You may have noticed that I said "sharpening" a couple of times. Your knives and shears are only as good as they are sharp. Dull knives are dangerous because they can slip off food as you cut. So a knife sharpener is one of my essentials. Sharpeners can be expensive, but the investment in a good knife and good sharpener is worth it. I got mine as birthday gifts, so I lucked out!

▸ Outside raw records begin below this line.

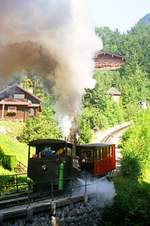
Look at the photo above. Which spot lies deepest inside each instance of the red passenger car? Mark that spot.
(98, 159)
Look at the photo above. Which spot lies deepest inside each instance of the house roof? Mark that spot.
(19, 87)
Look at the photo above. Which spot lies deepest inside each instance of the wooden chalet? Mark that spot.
(18, 104)
(108, 61)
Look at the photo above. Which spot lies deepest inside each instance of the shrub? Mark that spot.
(9, 162)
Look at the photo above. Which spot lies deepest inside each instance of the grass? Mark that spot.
(10, 128)
(10, 146)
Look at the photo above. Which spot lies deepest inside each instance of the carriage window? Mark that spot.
(104, 152)
(110, 151)
(68, 151)
(98, 153)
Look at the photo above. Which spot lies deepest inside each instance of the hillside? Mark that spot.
(9, 144)
(145, 19)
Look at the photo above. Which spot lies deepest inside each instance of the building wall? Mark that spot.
(22, 113)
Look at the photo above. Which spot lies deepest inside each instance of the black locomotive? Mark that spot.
(53, 163)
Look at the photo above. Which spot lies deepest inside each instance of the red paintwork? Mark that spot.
(104, 165)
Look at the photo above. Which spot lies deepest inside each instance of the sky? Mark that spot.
(120, 14)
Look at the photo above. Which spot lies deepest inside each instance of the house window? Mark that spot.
(31, 112)
(12, 108)
(19, 96)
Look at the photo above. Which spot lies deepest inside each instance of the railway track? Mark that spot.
(21, 199)
(111, 133)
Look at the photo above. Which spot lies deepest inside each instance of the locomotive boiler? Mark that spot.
(52, 163)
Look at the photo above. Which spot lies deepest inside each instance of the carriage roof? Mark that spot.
(54, 142)
(96, 145)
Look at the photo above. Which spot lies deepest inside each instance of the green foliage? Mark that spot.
(11, 146)
(99, 110)
(42, 126)
(131, 205)
(9, 162)
(136, 146)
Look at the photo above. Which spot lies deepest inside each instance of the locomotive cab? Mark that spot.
(49, 164)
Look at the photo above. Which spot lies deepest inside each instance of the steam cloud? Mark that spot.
(103, 189)
(54, 40)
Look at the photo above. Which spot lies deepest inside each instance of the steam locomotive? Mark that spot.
(52, 163)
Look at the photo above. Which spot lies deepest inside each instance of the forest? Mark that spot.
(100, 112)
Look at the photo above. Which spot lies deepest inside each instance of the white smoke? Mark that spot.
(101, 188)
(55, 40)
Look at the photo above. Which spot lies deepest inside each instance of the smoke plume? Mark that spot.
(55, 40)
(101, 188)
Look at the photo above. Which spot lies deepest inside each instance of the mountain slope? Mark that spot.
(145, 20)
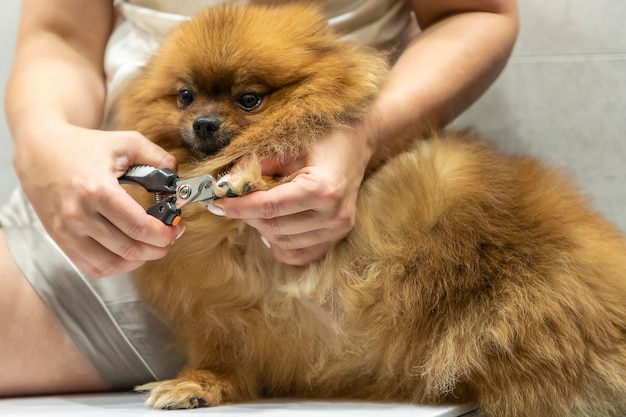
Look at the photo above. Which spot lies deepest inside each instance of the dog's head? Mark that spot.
(235, 81)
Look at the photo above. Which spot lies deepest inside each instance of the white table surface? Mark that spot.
(127, 404)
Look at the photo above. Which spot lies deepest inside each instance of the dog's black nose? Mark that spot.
(205, 126)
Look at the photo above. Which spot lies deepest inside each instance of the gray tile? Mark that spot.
(569, 113)
(563, 27)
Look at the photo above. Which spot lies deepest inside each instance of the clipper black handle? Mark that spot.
(166, 211)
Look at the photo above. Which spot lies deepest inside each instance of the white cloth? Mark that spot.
(142, 24)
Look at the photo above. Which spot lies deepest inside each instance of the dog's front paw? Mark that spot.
(228, 186)
(183, 393)
(242, 183)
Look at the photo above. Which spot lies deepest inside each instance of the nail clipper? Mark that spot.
(169, 190)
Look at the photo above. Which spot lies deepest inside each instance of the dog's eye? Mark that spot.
(249, 101)
(185, 97)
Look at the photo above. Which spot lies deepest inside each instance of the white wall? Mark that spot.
(8, 26)
(562, 96)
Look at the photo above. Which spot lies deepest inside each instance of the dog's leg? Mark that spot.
(193, 388)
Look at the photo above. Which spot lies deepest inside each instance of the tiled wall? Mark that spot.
(562, 96)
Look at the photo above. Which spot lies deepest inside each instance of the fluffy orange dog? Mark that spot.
(469, 276)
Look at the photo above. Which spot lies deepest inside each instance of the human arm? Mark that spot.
(463, 47)
(67, 167)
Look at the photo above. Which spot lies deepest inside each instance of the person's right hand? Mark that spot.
(70, 177)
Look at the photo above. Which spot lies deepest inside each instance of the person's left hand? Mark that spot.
(301, 220)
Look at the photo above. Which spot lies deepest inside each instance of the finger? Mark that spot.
(285, 199)
(138, 150)
(115, 241)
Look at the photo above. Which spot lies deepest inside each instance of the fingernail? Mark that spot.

Everything else can wait. When you plan to do a recipe that requires a hand mixer, decide if it's time to buy a hand mixer. I use my hand mixer 3-4 times per year, so it's not vital. I've never owned one of those Kitchen Aide stand mixers. They sure are fancy, but really expensive. I just stir by hand. A food processor is nice for big jobs, like shredding potatoes for latkes, but elbow grease works just as well.